So I was watching Errichto complete these challenges and I was amazed at how fast he solved the "Single element in a Sorted Array". From a beginner's perspective, it does look impressive - maybe for senior devs the speed is quite normal.
You are given a sorted array where all elements are integers, and all elements appear exactly twice in the array, except for one element, which appears exactly once. (i.e., all elements are duplicated, except one.) You need to find the element appearing exactly once.
I am just here to understand how said code works:
class Solution {
public:
int singleNonDuplicate(vector<int>& nums) {
long long a = 0;
for(int x : nums) {
a ^= x
}
return a;
}
};
Here's what I've got so far: for every single integer "x" in the vector/array "nums", a is equal to a^x (if what I said is correct).
And here are my questions:
Wouldn't a^x be equal to 0 because a is 0 since the beginning?
int singleNonDuplicate(vector<int> nums) {
//...
}
and
int singleNonDuplicate(vector<int>& nums) {
//...
}
I've understood this: vector<int> nums
is pass by value (you're working with a "copy" of nums inside the function) and vector<int>& nums
is pass by reference (you're working with nums itself inside the function).

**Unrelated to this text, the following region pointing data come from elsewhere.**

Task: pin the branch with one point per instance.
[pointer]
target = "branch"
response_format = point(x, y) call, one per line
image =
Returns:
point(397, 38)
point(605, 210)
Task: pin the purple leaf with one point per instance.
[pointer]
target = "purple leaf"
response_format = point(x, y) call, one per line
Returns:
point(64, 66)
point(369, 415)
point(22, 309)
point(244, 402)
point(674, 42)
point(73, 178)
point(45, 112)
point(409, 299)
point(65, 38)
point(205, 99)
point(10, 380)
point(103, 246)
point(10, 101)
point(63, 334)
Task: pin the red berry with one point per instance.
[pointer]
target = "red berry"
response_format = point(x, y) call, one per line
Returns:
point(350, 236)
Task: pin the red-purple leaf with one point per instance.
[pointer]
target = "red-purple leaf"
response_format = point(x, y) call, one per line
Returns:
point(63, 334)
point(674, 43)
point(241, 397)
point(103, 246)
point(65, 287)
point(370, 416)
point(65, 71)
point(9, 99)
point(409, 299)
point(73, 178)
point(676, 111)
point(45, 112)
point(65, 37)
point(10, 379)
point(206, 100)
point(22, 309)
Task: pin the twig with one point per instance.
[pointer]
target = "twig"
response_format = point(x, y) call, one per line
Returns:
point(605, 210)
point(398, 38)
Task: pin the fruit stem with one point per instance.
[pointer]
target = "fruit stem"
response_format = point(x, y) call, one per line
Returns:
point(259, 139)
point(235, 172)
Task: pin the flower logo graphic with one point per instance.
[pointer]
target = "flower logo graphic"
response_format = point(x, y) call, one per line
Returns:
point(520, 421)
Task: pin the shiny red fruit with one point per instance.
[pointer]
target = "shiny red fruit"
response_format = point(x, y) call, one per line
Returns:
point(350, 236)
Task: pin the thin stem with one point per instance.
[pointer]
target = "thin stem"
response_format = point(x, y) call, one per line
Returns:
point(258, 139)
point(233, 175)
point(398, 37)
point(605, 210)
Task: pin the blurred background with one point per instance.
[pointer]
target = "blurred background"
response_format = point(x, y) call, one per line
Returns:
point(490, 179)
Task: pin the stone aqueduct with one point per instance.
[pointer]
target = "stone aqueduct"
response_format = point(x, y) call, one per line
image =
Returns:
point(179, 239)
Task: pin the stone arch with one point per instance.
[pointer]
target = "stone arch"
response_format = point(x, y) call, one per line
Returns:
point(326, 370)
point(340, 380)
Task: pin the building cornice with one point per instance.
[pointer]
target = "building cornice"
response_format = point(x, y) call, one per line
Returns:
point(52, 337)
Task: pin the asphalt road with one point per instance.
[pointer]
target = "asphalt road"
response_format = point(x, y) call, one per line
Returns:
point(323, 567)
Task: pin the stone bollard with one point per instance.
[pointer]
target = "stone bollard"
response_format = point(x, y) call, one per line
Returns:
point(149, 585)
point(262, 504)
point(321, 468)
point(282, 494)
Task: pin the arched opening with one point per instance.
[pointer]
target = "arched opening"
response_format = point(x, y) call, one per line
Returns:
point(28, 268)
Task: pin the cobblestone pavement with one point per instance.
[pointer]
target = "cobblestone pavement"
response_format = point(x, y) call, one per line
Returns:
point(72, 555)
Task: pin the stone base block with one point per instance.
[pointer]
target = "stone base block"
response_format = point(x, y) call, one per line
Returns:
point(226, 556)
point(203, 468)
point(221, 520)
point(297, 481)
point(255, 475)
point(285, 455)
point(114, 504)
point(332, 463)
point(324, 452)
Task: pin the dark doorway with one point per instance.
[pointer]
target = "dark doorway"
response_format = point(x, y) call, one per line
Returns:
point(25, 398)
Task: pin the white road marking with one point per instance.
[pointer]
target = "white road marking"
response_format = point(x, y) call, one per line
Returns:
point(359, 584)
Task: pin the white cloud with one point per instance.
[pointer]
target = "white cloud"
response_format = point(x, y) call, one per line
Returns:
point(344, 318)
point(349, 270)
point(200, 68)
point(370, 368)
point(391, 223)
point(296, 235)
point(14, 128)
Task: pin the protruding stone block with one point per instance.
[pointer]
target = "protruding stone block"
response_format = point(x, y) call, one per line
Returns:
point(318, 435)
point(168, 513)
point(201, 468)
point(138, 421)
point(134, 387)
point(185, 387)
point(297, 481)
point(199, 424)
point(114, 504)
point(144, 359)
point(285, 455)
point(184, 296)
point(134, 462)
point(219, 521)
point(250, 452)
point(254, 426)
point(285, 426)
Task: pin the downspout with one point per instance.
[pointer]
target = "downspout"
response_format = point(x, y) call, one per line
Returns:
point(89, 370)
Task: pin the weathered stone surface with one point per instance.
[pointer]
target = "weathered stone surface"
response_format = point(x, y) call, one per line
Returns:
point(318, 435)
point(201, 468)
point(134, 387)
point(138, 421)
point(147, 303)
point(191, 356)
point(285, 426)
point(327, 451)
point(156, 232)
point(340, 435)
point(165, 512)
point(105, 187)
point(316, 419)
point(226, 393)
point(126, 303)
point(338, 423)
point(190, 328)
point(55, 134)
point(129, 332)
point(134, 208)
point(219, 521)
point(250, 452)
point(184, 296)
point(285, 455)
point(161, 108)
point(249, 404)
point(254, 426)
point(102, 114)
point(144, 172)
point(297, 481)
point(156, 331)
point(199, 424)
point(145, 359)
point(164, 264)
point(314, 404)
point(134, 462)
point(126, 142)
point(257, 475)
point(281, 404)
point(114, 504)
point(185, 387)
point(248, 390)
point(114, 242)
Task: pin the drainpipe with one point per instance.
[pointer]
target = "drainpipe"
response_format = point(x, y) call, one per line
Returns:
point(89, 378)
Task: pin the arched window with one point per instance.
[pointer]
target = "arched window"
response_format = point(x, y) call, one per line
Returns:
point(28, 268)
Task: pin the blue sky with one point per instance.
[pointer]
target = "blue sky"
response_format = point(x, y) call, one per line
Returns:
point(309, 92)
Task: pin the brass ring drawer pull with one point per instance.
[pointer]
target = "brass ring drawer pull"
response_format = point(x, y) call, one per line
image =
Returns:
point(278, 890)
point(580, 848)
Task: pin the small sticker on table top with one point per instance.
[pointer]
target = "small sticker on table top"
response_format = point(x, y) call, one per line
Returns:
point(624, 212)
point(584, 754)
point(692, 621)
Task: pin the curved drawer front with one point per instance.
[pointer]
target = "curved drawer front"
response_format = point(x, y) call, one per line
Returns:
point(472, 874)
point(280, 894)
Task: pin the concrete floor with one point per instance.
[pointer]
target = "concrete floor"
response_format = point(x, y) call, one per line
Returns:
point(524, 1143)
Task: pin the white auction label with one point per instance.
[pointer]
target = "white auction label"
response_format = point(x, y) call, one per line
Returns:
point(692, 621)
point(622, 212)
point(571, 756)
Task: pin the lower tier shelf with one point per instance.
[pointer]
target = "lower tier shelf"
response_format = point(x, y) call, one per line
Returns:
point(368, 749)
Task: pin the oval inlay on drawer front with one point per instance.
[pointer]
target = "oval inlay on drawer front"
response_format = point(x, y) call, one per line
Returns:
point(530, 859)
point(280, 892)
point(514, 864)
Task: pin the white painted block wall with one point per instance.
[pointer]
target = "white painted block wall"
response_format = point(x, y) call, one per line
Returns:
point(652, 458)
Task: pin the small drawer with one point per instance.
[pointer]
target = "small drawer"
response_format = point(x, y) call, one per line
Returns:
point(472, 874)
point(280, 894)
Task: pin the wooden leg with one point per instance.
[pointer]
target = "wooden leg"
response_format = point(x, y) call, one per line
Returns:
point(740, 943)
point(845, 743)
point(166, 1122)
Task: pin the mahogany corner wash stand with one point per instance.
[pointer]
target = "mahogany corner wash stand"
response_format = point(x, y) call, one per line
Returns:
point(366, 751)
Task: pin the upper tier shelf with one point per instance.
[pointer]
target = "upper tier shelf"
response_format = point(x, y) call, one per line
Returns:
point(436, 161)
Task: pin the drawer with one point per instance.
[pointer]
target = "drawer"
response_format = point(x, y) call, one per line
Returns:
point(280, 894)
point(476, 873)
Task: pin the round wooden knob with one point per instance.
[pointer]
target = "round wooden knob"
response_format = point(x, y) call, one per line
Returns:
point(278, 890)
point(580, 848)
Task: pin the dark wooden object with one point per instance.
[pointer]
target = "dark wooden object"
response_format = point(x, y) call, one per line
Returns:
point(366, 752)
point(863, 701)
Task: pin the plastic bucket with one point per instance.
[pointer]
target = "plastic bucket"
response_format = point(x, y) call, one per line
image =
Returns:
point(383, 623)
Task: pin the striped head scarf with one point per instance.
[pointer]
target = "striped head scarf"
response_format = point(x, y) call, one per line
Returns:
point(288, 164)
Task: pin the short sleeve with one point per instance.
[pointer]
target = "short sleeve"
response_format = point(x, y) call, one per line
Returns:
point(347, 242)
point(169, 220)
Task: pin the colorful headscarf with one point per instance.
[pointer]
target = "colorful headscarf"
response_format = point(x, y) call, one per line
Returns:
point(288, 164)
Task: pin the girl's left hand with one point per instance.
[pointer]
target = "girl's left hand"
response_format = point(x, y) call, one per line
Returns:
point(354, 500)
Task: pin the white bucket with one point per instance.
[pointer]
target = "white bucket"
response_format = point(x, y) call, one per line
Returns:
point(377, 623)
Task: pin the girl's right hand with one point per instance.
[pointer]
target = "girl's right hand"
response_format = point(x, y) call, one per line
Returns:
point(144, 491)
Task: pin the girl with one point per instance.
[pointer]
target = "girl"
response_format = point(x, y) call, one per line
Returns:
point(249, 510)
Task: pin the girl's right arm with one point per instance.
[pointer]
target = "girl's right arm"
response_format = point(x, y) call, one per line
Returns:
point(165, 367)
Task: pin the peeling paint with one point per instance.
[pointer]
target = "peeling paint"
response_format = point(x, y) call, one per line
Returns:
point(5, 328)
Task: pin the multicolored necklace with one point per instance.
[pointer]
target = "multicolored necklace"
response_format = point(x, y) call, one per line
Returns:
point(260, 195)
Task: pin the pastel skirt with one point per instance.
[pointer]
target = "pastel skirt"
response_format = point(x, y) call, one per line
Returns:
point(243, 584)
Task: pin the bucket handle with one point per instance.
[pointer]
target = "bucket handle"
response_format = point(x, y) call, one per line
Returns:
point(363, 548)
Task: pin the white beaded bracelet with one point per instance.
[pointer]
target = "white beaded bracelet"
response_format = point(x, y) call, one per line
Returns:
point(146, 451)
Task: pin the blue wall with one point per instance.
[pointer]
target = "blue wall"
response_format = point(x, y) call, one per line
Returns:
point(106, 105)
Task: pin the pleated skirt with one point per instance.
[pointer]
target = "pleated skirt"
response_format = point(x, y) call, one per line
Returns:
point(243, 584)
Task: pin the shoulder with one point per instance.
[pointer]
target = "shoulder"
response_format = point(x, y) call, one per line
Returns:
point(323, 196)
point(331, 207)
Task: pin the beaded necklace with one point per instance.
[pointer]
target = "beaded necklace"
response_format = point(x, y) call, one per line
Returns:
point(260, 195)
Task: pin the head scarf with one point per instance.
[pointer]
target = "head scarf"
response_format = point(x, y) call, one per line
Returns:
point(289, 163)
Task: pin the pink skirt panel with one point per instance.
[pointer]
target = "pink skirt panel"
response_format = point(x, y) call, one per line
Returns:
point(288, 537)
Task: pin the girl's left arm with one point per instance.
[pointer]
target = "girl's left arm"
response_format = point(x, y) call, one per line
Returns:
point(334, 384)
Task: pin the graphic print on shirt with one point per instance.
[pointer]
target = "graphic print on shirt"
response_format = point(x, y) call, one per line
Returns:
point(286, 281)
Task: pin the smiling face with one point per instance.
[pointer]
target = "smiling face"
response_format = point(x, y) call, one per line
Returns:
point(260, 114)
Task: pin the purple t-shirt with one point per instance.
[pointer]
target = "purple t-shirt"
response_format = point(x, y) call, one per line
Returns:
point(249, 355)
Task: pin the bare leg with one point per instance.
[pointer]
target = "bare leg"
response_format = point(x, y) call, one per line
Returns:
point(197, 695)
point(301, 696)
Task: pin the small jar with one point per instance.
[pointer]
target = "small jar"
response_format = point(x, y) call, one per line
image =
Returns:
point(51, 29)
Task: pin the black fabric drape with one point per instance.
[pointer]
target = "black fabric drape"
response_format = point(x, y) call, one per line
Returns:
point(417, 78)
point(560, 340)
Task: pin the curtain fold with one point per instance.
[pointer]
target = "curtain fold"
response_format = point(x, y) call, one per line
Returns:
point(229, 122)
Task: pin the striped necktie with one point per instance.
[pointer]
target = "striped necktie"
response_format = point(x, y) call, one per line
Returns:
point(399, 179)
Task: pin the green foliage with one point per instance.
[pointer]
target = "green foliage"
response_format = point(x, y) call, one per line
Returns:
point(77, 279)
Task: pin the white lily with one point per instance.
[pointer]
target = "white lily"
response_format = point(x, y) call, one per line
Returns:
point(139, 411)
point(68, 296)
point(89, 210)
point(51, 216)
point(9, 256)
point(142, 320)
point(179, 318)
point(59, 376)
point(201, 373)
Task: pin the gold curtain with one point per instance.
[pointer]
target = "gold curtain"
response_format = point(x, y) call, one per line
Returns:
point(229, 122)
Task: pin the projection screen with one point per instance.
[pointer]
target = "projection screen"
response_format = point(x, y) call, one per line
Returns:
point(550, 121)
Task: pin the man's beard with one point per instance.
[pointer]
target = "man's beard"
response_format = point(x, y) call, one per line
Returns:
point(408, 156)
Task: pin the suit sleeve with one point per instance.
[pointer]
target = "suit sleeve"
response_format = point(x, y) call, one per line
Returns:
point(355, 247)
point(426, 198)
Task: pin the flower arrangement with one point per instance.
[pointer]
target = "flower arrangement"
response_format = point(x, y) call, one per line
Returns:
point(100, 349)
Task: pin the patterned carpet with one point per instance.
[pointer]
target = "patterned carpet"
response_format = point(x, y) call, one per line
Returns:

Does the "&" matter if you were to solve the problem just like Errichto?
ps:
- sorry for possible mistakes from a programming perspective, I might've accidentally said some wrong things.
- yes I will learn C++ sooner or later, 2020 is the first year in my life where I actually have an actual "programming" class in my schedule, these videos are entertaining and I'm curious to see why said code works & try understand etc.